Questionner les frontières donc, celles qui barrent les boulevards ou les rivages, mais Nidhal Chamekh ne veut administrer aucun magistère. Il mêle le public à son exploration, l’invite à ajouter à la performance. Ainsi a-t-il ouvert, à proximité de Bab Al-Bhar, une sorte de cabinet de curiosités sous les arcades décrépites du fondouk (hôtel) des Français, vestige d’un caravansérail qui connût son heure de gloire au XVIIe siècle. Il a demandé aux Tunisois de lui prêter, le temps de l’événement, des objets qui symbolisent à leurs yeux la frontière, la limite, les confins. La collection improvisée est troublante. S’empilent sur les étagères un globe, une horloge, des menottes, des timbres, des billets de banque, un livre d’astronomie, un drapeau américain, un keffieh palestinien ou une cage d’oiseau.

C’est là un peu l’esprit de Dream City, biennale atypique qui creuse sa venelle avec pour folle ambition de « mettre la ville en mouvement » en plaçant les artistes (originaires de dix pays) « en dialogue intense avec ses citoyens », selon la formule de Jan Goossens, directeur artistique de cette cinquième édition.

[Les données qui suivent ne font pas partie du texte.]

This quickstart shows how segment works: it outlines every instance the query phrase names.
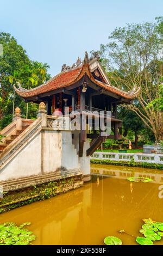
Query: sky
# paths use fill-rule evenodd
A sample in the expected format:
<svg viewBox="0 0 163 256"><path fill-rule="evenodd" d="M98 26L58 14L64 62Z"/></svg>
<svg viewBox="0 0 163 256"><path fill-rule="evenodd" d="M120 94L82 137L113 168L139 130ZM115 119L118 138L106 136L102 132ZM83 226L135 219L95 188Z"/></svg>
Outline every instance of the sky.
<svg viewBox="0 0 163 256"><path fill-rule="evenodd" d="M116 27L153 21L162 10L162 0L0 0L0 32L47 63L53 76L107 43Z"/></svg>

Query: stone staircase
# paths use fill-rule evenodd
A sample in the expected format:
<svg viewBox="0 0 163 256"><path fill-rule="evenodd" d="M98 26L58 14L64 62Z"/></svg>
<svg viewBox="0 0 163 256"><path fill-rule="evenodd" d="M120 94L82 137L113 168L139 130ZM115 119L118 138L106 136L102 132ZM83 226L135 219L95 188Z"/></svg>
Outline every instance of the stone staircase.
<svg viewBox="0 0 163 256"><path fill-rule="evenodd" d="M29 126L29 125L26 125L22 126L21 130L17 130L16 131L16 134L15 132L13 131L13 134L10 135L9 138L7 137L4 142L0 142L0 156L1 154L3 153L4 149L8 147L8 145L13 142L13 141L15 140Z"/></svg>

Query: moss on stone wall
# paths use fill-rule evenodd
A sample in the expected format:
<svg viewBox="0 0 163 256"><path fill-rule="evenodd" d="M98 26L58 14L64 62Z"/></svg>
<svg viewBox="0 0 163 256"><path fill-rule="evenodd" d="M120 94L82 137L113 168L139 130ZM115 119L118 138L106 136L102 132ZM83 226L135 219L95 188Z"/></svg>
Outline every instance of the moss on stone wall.
<svg viewBox="0 0 163 256"><path fill-rule="evenodd" d="M110 164L122 166L133 166L134 167L148 168L151 169L159 169L160 170L163 170L163 164L147 162L134 162L133 161L126 162L124 161L117 161L108 160L101 160L99 159L91 159L91 163L96 163L98 164Z"/></svg>
<svg viewBox="0 0 163 256"><path fill-rule="evenodd" d="M67 178L26 188L3 193L0 200L0 214L33 202L54 197L83 186L82 175Z"/></svg>

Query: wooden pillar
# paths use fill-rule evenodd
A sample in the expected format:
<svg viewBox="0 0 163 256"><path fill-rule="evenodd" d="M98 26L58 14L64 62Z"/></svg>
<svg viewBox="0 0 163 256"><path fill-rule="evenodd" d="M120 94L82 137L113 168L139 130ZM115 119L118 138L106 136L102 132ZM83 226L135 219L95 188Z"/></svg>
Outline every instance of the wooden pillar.
<svg viewBox="0 0 163 256"><path fill-rule="evenodd" d="M55 95L53 96L52 99L52 114L55 111Z"/></svg>
<svg viewBox="0 0 163 256"><path fill-rule="evenodd" d="M90 111L92 111L92 95L91 95L91 94L90 94L89 97L90 97L90 103L89 103L89 105L90 105Z"/></svg>
<svg viewBox="0 0 163 256"><path fill-rule="evenodd" d="M117 118L117 104L115 103L113 105L113 112L114 112L115 118Z"/></svg>
<svg viewBox="0 0 163 256"><path fill-rule="evenodd" d="M114 122L114 139L118 139L118 122Z"/></svg>
<svg viewBox="0 0 163 256"><path fill-rule="evenodd" d="M86 130L83 130L83 124L85 124L85 117L82 115L82 112L85 111L85 93L81 93L80 94L80 141L86 140Z"/></svg>
<svg viewBox="0 0 163 256"><path fill-rule="evenodd" d="M75 102L74 102L74 95L72 96L72 111L74 111L75 110Z"/></svg>
<svg viewBox="0 0 163 256"><path fill-rule="evenodd" d="M51 115L51 102L50 100L48 100L47 102L47 114Z"/></svg>
<svg viewBox="0 0 163 256"><path fill-rule="evenodd" d="M79 137L79 156L82 157L83 154L84 142L86 141L86 130L83 130L83 124L85 124L85 115L82 114L82 112L85 111L85 93L80 93L80 134ZM86 125L85 125L86 126Z"/></svg>

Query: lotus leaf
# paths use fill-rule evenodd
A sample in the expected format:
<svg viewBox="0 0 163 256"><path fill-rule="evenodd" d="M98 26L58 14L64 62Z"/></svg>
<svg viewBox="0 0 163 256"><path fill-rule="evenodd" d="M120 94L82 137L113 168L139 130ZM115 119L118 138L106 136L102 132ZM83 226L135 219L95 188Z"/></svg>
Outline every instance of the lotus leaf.
<svg viewBox="0 0 163 256"><path fill-rule="evenodd" d="M26 222L17 227L12 222L6 222L0 225L0 245L27 245L30 241L35 239L35 236L30 235L33 232L22 228L28 225L30 222Z"/></svg>
<svg viewBox="0 0 163 256"><path fill-rule="evenodd" d="M139 230L139 232L140 232L141 234L144 234L145 231L145 230L144 230L144 229L140 229L140 230Z"/></svg>
<svg viewBox="0 0 163 256"><path fill-rule="evenodd" d="M130 177L127 179L128 180L129 180L131 182L139 182L139 181L142 181L144 183L148 182L151 181L153 181L153 180L149 179L149 178L146 177Z"/></svg>
<svg viewBox="0 0 163 256"><path fill-rule="evenodd" d="M116 236L106 236L104 239L104 243L106 245L121 245L122 242Z"/></svg>
<svg viewBox="0 0 163 256"><path fill-rule="evenodd" d="M137 243L139 243L139 245L153 245L152 241L146 237L140 237L139 236L137 236L137 237L136 237L136 241L137 242Z"/></svg>
<svg viewBox="0 0 163 256"><path fill-rule="evenodd" d="M163 223L156 223L154 225L156 228L159 229L159 230L163 231Z"/></svg>
<svg viewBox="0 0 163 256"><path fill-rule="evenodd" d="M152 230L145 231L144 236L152 241L159 241L161 239L161 237Z"/></svg>
<svg viewBox="0 0 163 256"><path fill-rule="evenodd" d="M151 225L150 224L144 224L142 226L142 228L143 229L144 229L145 230L149 230L149 229L151 229L153 231L156 231L158 230L158 229L157 229L157 228L156 228L155 227L153 227L153 225Z"/></svg>
<svg viewBox="0 0 163 256"><path fill-rule="evenodd" d="M159 231L158 232L158 234L160 236L163 236L163 232L160 232Z"/></svg>

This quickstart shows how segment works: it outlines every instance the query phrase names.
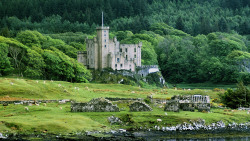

Dream City veut résolument tenir les deux bouts. Etre à la fois « pointu et populaire », « très ancré dans la médina et radicalement ouvert sur le monde », ajoute M. Goossens.

« Barbed Gate », 2017. Courtesy Nidhal Chamekh et Dream City. / NIDHAL CHAMEKH

Etre à la fois ludique, tel l’acrobate tout de sangles ligoté qui arpente à la verticale la façade du palais Kheiredinne, et clinicien des failles du monde, auscultant les mémoires meurtries ou en déshérence : l’expérience de la prison, la marginalité homosexuelle, l’errance migratoire, la jeunesse dépossédée ou l’agonie des métiers traditionnels. C’est cette exigence qui a séduit Nidhal Chamekh, au départ assez sceptique sur le projet. « Quand Sofiane Ouissi [directeur de l’Art Rue] m’a invité, le lieu – la médina – a d’abord suscité chez moi la réticence : j’avais peur du folklorisme, voire du néo-orientalisme ». Il n’a finalement pas hésité longtemps.